Raymond Depardon signe un ici un très beau documentaire, tant au point de vue de la substance que du coup de caméra.
Après 12 jours d'internement à l’hôpital psychiatrique, les malades doivent désormais passer devant le juge qui décidera de leur sortie ou de la prolongation de leur internement. De même, tous les malades de longue durée doivent repasser l'audition à intervalles réguliers.

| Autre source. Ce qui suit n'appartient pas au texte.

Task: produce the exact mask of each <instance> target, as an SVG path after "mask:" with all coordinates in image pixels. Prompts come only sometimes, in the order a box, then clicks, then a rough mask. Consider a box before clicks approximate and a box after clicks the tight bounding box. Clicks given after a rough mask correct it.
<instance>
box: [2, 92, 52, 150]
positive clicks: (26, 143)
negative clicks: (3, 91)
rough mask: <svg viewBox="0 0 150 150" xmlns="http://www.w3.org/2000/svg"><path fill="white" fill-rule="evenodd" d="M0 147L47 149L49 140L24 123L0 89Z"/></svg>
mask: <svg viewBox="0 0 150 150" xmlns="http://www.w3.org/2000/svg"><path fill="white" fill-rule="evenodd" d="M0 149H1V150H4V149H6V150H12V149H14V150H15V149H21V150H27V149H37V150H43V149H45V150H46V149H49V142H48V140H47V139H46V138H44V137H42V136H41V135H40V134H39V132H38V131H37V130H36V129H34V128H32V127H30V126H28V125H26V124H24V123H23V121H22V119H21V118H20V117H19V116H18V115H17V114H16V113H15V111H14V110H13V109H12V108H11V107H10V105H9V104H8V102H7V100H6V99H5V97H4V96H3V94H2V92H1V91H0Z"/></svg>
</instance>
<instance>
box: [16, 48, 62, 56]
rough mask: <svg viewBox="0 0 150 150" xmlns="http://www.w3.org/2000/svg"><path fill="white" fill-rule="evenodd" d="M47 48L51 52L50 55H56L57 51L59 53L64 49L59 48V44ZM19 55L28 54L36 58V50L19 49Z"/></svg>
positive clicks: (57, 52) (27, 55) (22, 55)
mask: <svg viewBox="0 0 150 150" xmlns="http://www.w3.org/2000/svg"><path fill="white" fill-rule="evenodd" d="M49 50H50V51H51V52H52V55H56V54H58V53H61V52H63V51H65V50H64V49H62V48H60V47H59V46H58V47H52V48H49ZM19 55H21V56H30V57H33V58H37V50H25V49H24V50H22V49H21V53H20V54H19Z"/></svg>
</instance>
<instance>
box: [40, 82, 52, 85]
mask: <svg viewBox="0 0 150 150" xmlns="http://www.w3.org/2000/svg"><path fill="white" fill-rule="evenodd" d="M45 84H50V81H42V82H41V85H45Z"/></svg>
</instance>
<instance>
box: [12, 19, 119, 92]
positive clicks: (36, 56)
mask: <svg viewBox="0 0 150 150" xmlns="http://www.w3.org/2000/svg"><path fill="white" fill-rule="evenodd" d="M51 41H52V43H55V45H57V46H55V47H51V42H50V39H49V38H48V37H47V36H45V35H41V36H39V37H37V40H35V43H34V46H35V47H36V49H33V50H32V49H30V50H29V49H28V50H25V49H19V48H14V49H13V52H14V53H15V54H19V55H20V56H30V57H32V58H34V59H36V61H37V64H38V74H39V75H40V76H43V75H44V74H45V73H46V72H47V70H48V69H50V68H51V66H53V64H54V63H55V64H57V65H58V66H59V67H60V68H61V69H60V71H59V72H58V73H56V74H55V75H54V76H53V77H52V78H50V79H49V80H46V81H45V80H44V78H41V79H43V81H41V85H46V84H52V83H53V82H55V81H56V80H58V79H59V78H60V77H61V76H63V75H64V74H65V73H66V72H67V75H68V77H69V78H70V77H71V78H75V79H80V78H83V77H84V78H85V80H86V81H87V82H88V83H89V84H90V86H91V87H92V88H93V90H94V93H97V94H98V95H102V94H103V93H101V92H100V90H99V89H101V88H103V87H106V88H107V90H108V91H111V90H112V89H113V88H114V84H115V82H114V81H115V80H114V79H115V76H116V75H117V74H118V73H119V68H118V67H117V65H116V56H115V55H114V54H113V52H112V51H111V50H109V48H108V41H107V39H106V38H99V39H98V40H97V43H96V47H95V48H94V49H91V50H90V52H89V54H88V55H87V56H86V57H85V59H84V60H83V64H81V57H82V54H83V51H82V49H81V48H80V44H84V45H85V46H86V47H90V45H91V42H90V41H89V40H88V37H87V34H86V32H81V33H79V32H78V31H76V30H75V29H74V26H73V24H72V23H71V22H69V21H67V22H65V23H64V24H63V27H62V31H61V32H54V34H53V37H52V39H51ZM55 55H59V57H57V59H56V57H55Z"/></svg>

La caméra est posée dans la salle d'audience, au sein de l’hôpital. Depardon nous présente une dizaine d’entretiens, que l'on aurai parfois envie de qualifier de 'procès'. La détresse se fait sentir de la même manière du coté des malades que du côté des juges. Le manque de naturel se fait sentir.
Les malades essaient tant bien que mal de montrer qu'ils vont mieux, de se justifier, de se déculpabilisés (à la manière de coupables, plus que de malades). Les juges essaient, pour leur part, de rester neutres, de ne laisser apparaitre sur leurs visages qu'une grande impartialité. Le spectateur est témoin du mal qu'ils ont à cacher leurs émotions face à des cas difficiles et à leurs discours agressifs ou poignants.
Les scènes d'audience sont entrecoupées de longs plans quasi-fixes au sein de l’hôpital, qui mettent en lumière la solitude des patients et l'inadaptation de certaines infrastructures au traitement de maladies psychiatriques.
Impossible de ne rien ressentir, donc, devant ce film aux questions intelligentes et aux réponses émouvantes.